Portlandia arrived in her future home by ship. Leaving the barge, she was swamped by thousands of umbrelled admirers who wanted nothing more than to touch the hand she held out with such a compassionate gesture. I wish I could have been there -- it was a reception fit for a queen. Even the sun briefly left its habitual October haven of clouds in honor of the occasion. She glowed. She gleamed. She lumbered down the street in all her shining splendor, stopping breaths and stopping traffic. As she made her way to the decorative pastel cube where she would be the crowning glory, her unrelenting gaudiness endeared her immediately to the hearts of the masses turned out for her arrival. The crowd packed along the short six blocks between the river and the fifteen-story, multi-colored jukebox officially known as the Portland Building amounted to about 20,000. She was a success.

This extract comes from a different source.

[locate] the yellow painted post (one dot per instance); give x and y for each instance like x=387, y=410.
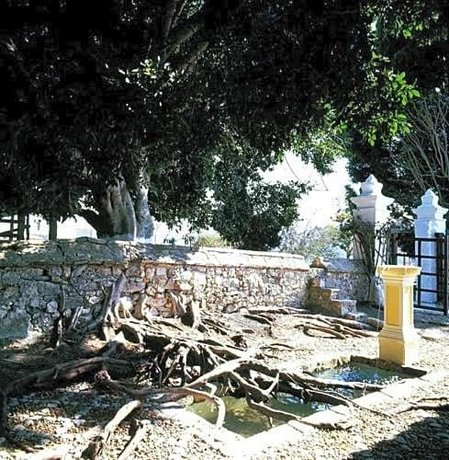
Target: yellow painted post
x=398, y=340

From their vantage point on the corner of 5th and Madison, Lyssa* and her friends had an excellent view of the royal entrance. Roxana* was busy taking pictures the whole time, undeterred by the drizzle, but Lyssa remained a passive spectator, her tape recorder hanging unused on a strap over her shoulder. Hampered neither by machinery nor any official purpose, Deborah* was obviously just along to spectate.
Lyssa watched the six-ton lady approach, inspired in spite of herself. Portlandia's four-story stature couldn't compete with the skyscrapers, but her colossal copper presence, radiant and outrageous, seemed to dwarf everything in sight. Lyssa was surprised at her own enthusiasm: she thought of herself as someone with taste, and this utterly monumental figure was utterly tasteless. Although to judge by the crowds, persevering despite clouds that were more than just threatening, quite a few people were letting themselves get carried away by the statue's flamboyance. Portlandia's exaggerated enormity was endearing. Lyssa liked the idea of the oversized woman dominating one of the main downtown buildings, even dominating downtown itself; it gave her a sense of power, as if the gleaming, gold-hued figure reflected back on Lyssa herself, as if Portlandia could inspire Lyssa to become just as conspicuous.
In the middle of these uplifting meditations, Lyssa heard Roxana announce, "God, is she ugly!" as she took another picture.
Deborah laughed, but Lyssa responded with characteristic seriousness. "Objectively, yes. But there's something about her I find irresistible."
"Are you into baroque suddenly?" Roxana asked.
"Her gaudiness seems so honest somehow. She definitely isn't hampered by false shyness."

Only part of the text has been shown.